Trump e Xi riaprono il dialogo USA-Cina, tra tensioni su commercio, terre rare e Taiwan. Che ha un ruolo centrale nella strategia di Xi
La recentissima conversazione telefonica tra Trump e Xi ha rappresentato un nuovo capitolo dell’erratica guerra commerciale tra Stati Uniti e Cina. Il colloquio, durato circa novanta minuti, ha aperto a scenari di distensione in questa fase caratterizzata da incertezza e inasprimento reciproco di dazi. Un segnale che sembrerebbe confermato dall’annuncio di venerdì del presidente Trump su Truth Social, secondo cui delegati diplomatici dei due Paesi si incontreranno a Londra già questa settimana.
Tuttavia, le aspettative circa un accordo commerciale bilaterale sembrano ancora poco realistiche. Benché i due leader, per questioni domestiche, avvertano la necessità di pubblicizzare la probabilità di un accordo, restano sul tavolo tutte le criticità delle relazioni politico-commerciali sino-americane. In particolare, è Trump ad enfatizzare la possibilità del raggiungimento di un’intesa, conducendo Xi – che ha definito un “osso duro” – su una posizione più conciliante.
Un atteggiamento ottimistico che si spiega con il fatto che, nel gennaio 2020, fu proprio il presidente americano a raggiungere l’accordo detto Phase One, con il quale la Cina assunse l’impegno formale di aumentare di 200 miliardi di dollari le importazioni dagli Stati Uniti. Allora come adesso, l’amministrazione americana avvertiva l’urgenza di equilibrare la bilancia commerciale con la Cina, un’impresa che, se allora appariva problematica, oggi risulta decisamente ardua.
Purtroppo per Trump, il ritorno al mondo prima della pandemia è una possibilità impraticabile e, alle questioni strutturali come i sussidi alle imprese strategiche cinesi e alle modalità poco limpide del trasferimento tecnologico – a cui il Phase One aveva fornito solo una risposta formale – si sono aggiunte ora le restrizioni all’export in un contesto di accresciuta instabilità geo-economica e competizione tecnologica.
A riguardo, il tema delle terre rare esemplifica chiaramente tutti i limiti della strategia di Trump, che si caratterizza per una diplomazia “transazionale” orientata esclusivamente al business e all’accordo commerciale. In alcune recenti dichiarazioni, il presidente americano ha enfatizzato l’importanza delle terre rare e ha palesato l’intenzione di convincere i cinesi a riaprirne i flussi verso i mercati americani.
Dal canto loro, i cinesi, che di fatto detengono il controllo quasi completo della filiera globale delle terre rare, non sembrano intenzionati a rimuovere le restrizioni all’esportazione, un atteggiamento confermato dal fatto che Xi, nel suo comunicato ufficiale, non ha fatto alcun accenno. Indipendentemente dalle intenzioni di Trump, la Cina non vuole rinunciare a quella che, al momento, è la sua maggiore leva negoziale.
A differenza di Trump, quello che muove la diplomazia cinese è una visione d’insieme della transizione egemonica in atto e ha ben chiaro quali sono gli obiettivi di medio e lungo periodo. Non sembra un caso che il comunicato ufficiale cinese, pubblicato dopo la conversazione telefonica intercorsa fra i due leader, abbia riguardato esclusivamente l’opportunità di trovare generiche forme di collaborazione e la questione di Taiwan, come a ricordare qual è la reale posta in gioco della partita sino-americana.

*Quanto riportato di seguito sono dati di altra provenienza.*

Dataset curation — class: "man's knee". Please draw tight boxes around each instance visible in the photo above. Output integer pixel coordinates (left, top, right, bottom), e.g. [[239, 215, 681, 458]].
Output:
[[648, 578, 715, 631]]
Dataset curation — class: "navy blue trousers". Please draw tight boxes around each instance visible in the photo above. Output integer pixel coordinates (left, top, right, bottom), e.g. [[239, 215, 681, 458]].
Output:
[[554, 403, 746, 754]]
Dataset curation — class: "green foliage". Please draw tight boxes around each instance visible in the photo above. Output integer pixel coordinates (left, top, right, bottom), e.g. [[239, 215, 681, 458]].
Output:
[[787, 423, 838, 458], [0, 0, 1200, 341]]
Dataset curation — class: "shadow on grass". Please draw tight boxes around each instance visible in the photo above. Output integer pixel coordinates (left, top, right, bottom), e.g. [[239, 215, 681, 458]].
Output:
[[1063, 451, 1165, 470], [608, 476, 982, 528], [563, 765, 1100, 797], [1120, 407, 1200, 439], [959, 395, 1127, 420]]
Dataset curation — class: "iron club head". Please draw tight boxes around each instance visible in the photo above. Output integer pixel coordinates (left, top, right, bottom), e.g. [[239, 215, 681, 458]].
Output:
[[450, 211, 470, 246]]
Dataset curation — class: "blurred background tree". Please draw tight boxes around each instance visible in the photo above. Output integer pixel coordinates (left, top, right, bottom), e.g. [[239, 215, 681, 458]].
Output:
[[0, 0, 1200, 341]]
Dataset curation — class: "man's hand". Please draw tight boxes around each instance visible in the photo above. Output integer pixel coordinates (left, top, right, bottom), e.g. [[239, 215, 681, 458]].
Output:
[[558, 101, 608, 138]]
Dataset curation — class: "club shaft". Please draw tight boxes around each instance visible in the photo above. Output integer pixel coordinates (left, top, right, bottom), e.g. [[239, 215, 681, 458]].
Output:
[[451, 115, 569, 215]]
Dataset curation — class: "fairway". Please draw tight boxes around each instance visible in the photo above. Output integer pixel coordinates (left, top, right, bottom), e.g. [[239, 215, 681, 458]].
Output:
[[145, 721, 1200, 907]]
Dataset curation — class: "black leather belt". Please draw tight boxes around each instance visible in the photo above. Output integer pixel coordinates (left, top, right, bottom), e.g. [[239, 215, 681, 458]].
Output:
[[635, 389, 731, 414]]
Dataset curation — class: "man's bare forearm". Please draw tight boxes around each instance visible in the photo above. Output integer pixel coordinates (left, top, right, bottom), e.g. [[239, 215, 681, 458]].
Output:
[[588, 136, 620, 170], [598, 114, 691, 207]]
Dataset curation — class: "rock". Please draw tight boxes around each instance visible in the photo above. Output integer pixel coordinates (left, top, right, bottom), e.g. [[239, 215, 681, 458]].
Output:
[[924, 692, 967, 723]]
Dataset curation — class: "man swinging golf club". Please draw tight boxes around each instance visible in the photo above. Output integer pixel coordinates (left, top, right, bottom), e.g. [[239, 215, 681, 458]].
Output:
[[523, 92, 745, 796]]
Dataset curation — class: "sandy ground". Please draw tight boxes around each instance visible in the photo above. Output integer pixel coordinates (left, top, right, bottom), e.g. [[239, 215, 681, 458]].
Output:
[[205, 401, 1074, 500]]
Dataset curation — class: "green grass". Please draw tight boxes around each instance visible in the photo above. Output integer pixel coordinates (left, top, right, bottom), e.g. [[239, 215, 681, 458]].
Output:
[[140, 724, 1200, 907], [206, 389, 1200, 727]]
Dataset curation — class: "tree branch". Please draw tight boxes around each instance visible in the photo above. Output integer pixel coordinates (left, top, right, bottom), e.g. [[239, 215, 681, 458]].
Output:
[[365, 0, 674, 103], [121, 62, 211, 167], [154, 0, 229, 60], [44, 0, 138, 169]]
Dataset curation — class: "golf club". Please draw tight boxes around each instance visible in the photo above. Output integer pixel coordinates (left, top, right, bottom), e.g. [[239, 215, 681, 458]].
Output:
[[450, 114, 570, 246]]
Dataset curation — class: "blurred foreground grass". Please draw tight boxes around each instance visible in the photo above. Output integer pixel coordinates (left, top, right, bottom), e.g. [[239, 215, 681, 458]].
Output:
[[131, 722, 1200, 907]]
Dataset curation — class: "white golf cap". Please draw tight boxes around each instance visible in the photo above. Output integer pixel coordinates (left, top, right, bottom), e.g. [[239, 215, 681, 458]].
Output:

La ripresa del dialogo è il frutto della convergenza di interessi circa la necessità di ridurre il livello di instabilità del sistema delle relazioni internazionali e tranquillizzare le rispettive opinioni pubbliche, ma la strategia americana risulta appiattita sulla congiuntura e risponde a semplici logiche mercantili. Viceversa, la Cina punta ad aumentare il prestigio e la legittimità della propria leadership, contribuendo alla stabilizzazione dell’ordine economico globale, tenendo sullo sfondo l’obiettivo strategico della riunificazione con Taiwan.
La ripresa del dialogo ci dirà se questa sarà la linea di condotta cinese, ma, al momento, è facile prevedere che da parte cinese ogni inciampo dell’amministrazione Trump sarà visto come segno di debolezza e opportunità per rafforzare la propria posizione su Taiwan. Ogniqualvolta il presidente statunitense perderà credibilità, non riuscirà a definire un accordo concreto o opererà una delle sue inversioni di rotta imprevedibili, la Cina sarà pronta a trarne vantaggio.